I’ve known since pretty much the beginning of my relationship with V. that we would live in Bulgaria for a year or two after we got married. Not only to work on his immigration back to the U.S., but also so that I could get to know his friends and family, see the country, and learn some Bulgarian. I was adamant that we would only stay long enough to go through the immigration process. Basically, my life at home in UT would be disrupted only briefly and we would be back in record time. I looked at going to BG as more of an extended vacation then an actual move. I never wanted to be an “expat.”
Then, I visited BG for a month and fell in…like. It wasn’t love at first sight, but as the days passed I realized how unique and beautiful it is and how welcoming the people are and I began to wonder about all the possibilities and adventures in store for V. and I if we were open to staying for longer. So now, our plans are a little more open-ended and we don’t really have a particular time-line in mind for a move back to the states, much to the chagrin of some members of my family. It’s exciting, this adventure into the unknown, yet it poses some challenges…
Not selling my car isn’t an option. However, when it comes to smaller items such as my scrapbooking/craft supplies, CDs, DVDs, furniture, books, etc. I am unsure about what to do. There is no point in keeping all of them if V. and I are going to live in Bulgaria for the foreseeable future. I would hate to burden my mom with putting everything in storage should she decide to sell our house. I am only taking two suitcases and a carry-on when I move to BG, no shipping costs for me! These little material items may seem insignificant to some, but they signify the person I am and the things I am interested in.

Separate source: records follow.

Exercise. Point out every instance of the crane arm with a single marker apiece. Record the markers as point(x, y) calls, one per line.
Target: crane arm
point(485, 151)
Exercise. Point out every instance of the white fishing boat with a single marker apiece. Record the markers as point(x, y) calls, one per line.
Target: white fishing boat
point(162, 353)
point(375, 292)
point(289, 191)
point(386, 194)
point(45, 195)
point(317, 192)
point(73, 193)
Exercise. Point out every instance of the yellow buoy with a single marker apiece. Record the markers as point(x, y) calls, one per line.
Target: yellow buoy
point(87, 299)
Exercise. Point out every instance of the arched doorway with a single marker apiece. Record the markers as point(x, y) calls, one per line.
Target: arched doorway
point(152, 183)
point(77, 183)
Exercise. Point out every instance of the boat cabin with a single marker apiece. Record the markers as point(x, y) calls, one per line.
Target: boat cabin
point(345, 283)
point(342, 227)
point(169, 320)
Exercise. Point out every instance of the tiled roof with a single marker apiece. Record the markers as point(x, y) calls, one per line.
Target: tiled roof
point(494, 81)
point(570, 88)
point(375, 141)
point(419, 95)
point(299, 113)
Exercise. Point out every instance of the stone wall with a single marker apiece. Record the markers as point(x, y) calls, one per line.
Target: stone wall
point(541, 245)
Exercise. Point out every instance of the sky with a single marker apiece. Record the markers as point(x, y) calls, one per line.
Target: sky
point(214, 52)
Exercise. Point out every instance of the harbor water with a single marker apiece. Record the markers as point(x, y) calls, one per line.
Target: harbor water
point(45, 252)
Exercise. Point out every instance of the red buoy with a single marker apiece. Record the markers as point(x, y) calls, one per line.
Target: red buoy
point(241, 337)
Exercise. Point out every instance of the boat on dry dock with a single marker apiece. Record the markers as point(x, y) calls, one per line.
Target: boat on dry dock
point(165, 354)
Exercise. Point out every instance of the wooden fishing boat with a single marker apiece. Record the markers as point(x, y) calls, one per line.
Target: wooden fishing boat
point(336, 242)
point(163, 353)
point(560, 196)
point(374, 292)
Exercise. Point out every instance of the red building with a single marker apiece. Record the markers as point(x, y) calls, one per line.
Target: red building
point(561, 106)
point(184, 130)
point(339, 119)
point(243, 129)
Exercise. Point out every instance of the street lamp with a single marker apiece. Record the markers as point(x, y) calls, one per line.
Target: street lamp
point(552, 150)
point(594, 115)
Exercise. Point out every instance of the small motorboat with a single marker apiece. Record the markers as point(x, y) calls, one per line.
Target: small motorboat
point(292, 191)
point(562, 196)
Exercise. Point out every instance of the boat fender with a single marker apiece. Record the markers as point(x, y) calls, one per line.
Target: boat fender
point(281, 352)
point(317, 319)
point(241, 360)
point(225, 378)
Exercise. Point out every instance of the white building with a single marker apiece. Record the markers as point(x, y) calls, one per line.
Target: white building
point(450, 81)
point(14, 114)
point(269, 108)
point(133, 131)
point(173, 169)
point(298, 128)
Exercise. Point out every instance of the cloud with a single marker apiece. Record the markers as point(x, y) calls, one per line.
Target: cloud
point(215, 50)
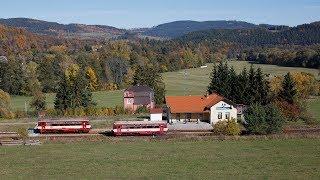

As weird as it sounds, I feel like I will lose a little part of myself when I move overseas. I will only have what I can carry in a few suitcases and I just have to learn to be ok with that. As V. says, Bulgaria isn’t the “jungle,” I will be able to buy whatever I need when I get there. But what he doesn’t understand is that it really isn’t about the actual items, it’s about what they signify (am I sounding like a person on an episode of Hoarders?).
I think spending another summer in Alaska before moving to BG will help me realize what is and isn’t important in my life and what things I simply can’t live without. Most importantly, I will have V. by my side through it all, and when it comes down to it, that’s all that truly matters.
Can you tell that this move is starting to get to me a bit?
I have never felt such a mixture of excitement for what the future holds and terror of the unknown at the same time.
Ugh. Maybe I am just being a baby about the whole thing. Oh, and it’s also nearly 3 am now, so I could just be typing nonsense.
More posts on my journey from UT to AK to BG are sure to follow.
Have any of you encountered these same reservations/worries before a big move? Did you have a hangup on materialistic items?
I’d love to hear from others who are or have been in my same situation.